I think I'm just fretting a little because this is her first foal (and mine as an adult.) She is pretty broad in the chest and barrel and is a little on the chubby side so maybe she won't start showing for a while yet. She's also getting her winter coat which makes any subtle changes hard to judge - she gets a super thick coat and is already already pretty fuzzy.
_Posted via Mobile Device_


----------



## Adenfire (Dec 2, 2010)

my maiden mare is just under the 5 month mark now and I feel like I'm starting to see changes but not sure if its real or just me being hopeful. lol. 
Her last September;









her a few weeks ago at almost 5 months...the biggest difference is her flanks are filling out...
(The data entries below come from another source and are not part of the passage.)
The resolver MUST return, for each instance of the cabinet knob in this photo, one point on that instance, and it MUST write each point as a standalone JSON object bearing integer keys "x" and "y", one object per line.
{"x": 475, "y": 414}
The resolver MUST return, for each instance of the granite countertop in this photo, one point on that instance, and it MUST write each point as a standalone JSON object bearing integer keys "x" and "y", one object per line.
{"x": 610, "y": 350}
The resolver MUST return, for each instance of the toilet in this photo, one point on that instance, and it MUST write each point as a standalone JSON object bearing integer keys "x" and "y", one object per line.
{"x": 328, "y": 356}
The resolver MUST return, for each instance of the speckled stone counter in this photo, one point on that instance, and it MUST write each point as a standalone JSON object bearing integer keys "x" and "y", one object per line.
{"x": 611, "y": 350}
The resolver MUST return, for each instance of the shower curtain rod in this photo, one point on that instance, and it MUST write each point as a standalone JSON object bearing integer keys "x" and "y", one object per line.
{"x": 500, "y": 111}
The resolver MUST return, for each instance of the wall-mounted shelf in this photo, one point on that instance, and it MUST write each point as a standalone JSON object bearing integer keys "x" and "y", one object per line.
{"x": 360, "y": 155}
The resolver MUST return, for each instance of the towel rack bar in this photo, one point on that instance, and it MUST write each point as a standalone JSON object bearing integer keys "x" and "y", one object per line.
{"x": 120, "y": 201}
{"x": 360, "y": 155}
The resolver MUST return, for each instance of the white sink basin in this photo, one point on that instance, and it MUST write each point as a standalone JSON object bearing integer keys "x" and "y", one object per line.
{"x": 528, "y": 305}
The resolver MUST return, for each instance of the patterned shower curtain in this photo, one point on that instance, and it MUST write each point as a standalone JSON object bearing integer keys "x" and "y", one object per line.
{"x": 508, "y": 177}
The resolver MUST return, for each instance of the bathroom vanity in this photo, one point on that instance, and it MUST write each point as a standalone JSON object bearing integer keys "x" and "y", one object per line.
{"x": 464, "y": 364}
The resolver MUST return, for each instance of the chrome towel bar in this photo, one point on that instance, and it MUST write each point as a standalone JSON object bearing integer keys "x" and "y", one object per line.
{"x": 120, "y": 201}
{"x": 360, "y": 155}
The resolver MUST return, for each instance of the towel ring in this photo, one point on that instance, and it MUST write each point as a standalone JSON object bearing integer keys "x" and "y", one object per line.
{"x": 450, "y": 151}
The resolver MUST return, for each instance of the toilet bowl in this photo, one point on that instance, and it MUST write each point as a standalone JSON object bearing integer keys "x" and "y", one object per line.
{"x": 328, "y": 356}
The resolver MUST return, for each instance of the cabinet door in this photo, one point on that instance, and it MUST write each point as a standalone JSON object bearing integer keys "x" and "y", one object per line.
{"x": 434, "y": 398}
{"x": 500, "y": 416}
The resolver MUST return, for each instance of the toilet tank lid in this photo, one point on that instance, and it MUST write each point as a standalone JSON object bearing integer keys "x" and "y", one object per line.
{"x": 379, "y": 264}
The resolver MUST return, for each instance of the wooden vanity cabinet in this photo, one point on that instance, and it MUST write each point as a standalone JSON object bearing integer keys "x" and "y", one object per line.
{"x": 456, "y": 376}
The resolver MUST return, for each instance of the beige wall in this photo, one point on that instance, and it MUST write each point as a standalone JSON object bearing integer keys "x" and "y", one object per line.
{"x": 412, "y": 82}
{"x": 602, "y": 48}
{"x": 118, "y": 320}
and for Fun...She's already getting wide looking from front and back lol


----------



## dbarabians (May 21, 2011)

I also think how much a mare shows depends on how much she is ridden.
My mares did not show until almost that last trimester. remember that foal will remain small until that time and then will gain about a pound a day. A large foal is around 120 pounds so if they grew a pound a day in the last 90 then there isnt much to show before then.
Lack of activity though may make a mare lose muscle tone and gain weight. Shalom


----------



## waresbear (Jun 18, 2011)

Although she is not showing a baby bump yet, is she glowing at all?


----------



## dbarabians (May 21, 2011)

waresbare I needed that laugh. Shalom


----------



## FrostedLilly (Nov 4, 2012)

Hahaha! She's pretty shiny if that counts for anything.
_Posted via Mobile Device_


----------



## MsLady (Apr 18, 2013)

Believe it or not these are pictures of my maiden the month the delivered Cowboy! I was convinced she wasn't pregnant!
I will say she is only 3 years old, if that has any thing to do with it.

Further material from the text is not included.